Vu l’article R. 213-12-2 du code de l’organisation judiciaire ;

Vu le Code de l’Entrée et du Séjour des Etrangers et du Droit d’Asile notamment en ses articles L. 741-1 et suivants ;

Vu les dispositions des articles L.741-10, L743-3 à L743-20, L743-24, R. 741-3 et R743-1 à 743-7 du code de l’entrée et du séjour des étrangers et du droit d’asile ;

Monsieur [P] [M]
de nationalité Afghane
né le 18 Février 1994 à [Localité 5] (AFGHANISTAN), a fait l’objet :

– d’une obligation de quitter le territoire français sans délai de départ volontaire, fixant le pays de destination de la reconduite, lui faisant interdiction de retour sur le territoire français prononcée le25 mars 2022 par M. LE PREFET DE [Localité 2] , qui lui a été notifié par lettre recommandée avec accusé de réception le 30 mars 2022.
– d’un arrêté de placement en rétention administrative pour une durée de quatre jours, prononcée le le 8 janvier 2025 par Mme PREFETE DE [Localité 2] , qui lui a été notifié le même jour à 14h00.

Vu la requête de Monsieur [P] [M] en contestation de la régularité de la décision de placement en rétention administrative en date du 10Janvier 2025 réceptionnée par le greffe du juge des libertés et de la détention le 10Janvier 2025 à 18h40 ;

Par requête du 11 Janvier 2025 reçue au greffe à 09h25, Monsieur le Préfet invoquant devoir maintenir l’intéressé au-delà de quatre jours, demande l’autorisation de prolonger ce délai pour une durée de VINGT-SIX jours maximum.

En application des articles L.743-9 et L. 743-24 du Code de l’Entrée et du Séjour des Etrangers et du Droit d’Asile il a été rappelé à l’intéressé, assisté de Me Isabelle GIRARD, avocat au Barreau de BOULOGNE-SUR-MER et commis d’office, les droits qui lui sont reconnus pendant la rétention et a été informé des possibilités et des délais de recours contre toutes les décisions le concernant ; qu’il a été entendu en ses observations.

L’intéressé déclare : Je souhaite être assisté d’un avocat.

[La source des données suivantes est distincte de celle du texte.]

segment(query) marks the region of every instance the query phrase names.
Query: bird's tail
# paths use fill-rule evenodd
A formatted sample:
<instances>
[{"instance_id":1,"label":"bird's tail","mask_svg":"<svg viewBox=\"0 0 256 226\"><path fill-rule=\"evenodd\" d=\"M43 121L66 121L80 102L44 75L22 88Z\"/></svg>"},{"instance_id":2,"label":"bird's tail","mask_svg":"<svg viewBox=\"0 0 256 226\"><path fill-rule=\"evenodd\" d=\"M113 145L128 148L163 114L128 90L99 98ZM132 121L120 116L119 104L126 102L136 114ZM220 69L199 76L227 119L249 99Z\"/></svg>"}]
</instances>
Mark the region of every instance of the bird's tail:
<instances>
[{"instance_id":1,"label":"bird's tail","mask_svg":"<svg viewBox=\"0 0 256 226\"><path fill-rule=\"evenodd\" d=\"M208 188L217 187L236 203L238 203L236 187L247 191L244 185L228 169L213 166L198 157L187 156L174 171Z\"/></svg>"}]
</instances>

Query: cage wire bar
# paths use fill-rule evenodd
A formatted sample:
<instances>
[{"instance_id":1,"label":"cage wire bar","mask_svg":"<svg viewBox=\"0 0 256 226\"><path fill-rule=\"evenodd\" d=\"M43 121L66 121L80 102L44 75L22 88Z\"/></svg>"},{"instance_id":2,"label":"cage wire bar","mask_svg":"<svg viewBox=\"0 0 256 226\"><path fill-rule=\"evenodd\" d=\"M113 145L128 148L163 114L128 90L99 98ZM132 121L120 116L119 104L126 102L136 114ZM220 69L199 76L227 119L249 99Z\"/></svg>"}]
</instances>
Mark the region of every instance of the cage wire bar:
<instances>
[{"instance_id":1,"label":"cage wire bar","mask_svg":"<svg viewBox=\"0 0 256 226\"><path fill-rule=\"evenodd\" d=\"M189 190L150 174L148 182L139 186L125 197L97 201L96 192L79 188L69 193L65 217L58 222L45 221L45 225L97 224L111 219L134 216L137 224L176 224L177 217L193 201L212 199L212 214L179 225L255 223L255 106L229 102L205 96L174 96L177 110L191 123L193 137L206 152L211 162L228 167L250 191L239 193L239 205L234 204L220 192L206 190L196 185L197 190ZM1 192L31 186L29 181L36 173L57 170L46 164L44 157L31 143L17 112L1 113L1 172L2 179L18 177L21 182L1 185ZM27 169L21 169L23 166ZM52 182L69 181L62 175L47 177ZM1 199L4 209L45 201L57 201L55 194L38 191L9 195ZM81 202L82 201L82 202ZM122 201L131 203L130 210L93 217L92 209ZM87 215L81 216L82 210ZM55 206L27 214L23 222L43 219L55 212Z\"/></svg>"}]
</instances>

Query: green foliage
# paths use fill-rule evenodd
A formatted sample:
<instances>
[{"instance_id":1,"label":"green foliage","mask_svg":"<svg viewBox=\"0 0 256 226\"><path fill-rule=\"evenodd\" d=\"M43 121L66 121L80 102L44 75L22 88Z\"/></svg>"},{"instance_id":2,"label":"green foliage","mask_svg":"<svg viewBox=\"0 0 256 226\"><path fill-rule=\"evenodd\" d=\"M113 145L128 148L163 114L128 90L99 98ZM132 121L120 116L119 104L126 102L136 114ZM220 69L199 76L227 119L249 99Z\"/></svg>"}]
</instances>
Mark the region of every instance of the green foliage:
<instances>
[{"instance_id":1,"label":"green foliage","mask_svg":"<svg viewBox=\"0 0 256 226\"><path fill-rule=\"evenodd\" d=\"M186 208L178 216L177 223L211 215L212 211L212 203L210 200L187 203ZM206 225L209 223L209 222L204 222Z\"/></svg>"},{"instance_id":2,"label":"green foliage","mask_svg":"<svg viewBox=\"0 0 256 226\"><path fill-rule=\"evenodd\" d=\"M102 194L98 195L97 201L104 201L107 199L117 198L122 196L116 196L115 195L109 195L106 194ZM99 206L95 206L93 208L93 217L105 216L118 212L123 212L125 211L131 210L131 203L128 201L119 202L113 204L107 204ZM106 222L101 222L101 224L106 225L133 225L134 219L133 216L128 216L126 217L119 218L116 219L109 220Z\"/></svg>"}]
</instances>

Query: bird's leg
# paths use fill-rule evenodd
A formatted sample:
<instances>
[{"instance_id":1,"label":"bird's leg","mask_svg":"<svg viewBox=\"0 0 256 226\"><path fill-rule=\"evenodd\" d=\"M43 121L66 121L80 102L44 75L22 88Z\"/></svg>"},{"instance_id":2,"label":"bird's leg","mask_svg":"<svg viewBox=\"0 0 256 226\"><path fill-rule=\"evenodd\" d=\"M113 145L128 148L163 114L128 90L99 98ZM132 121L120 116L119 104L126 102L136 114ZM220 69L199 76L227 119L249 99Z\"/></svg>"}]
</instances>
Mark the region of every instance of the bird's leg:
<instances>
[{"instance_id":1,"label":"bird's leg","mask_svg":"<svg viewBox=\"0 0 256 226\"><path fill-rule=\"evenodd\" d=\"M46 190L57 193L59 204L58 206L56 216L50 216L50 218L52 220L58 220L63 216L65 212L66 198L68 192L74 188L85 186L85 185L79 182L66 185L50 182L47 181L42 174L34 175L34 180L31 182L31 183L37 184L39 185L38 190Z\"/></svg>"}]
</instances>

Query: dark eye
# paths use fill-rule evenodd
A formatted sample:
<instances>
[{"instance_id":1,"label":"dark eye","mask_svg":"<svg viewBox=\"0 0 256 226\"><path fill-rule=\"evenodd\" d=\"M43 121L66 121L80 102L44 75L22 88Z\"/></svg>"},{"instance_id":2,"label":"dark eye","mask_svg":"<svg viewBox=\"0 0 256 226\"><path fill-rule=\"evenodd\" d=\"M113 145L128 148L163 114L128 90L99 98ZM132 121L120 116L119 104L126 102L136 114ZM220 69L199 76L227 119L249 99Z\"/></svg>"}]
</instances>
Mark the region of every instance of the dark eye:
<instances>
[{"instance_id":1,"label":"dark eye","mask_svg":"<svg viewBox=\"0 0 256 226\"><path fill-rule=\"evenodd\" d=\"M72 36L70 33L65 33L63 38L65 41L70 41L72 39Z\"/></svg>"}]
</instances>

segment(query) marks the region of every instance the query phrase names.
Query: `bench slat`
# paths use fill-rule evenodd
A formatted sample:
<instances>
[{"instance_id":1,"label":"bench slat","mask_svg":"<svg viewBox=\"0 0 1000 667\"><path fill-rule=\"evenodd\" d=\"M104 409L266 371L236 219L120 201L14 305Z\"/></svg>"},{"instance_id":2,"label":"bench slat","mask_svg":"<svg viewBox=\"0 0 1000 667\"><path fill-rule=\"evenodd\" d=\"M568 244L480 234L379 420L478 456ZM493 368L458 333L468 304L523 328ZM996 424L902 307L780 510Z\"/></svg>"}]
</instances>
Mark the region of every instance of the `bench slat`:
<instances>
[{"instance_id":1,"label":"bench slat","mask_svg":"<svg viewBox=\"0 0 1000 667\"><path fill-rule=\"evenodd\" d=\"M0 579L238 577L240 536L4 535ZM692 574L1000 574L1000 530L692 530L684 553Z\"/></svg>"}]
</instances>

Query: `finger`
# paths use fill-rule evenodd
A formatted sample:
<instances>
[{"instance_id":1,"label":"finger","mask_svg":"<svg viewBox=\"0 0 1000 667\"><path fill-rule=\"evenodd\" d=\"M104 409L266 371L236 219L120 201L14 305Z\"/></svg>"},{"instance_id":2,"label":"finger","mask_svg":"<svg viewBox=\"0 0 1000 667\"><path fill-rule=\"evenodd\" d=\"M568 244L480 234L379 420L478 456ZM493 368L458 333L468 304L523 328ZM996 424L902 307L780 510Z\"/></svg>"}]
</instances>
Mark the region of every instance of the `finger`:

Le problème est que je n’ai pas compris ce que vous m’avez dit concernant les 26 jours, c’est que je dois rester ici ? Ils ont écrit SDF mais j’ai un bail et un logement à mon nom avec une facture. Je suis parent d’enfant français. Je suis allé à toutes les convocations. J’ai respecté l’assignation à résidence où je devais signer. J’ai donné l’adresse, mon livret de famille, à l’assistant social. Je veux bien que si c’est possible de signer à résidence, je serais toujours là-bas et je vais bien respecter.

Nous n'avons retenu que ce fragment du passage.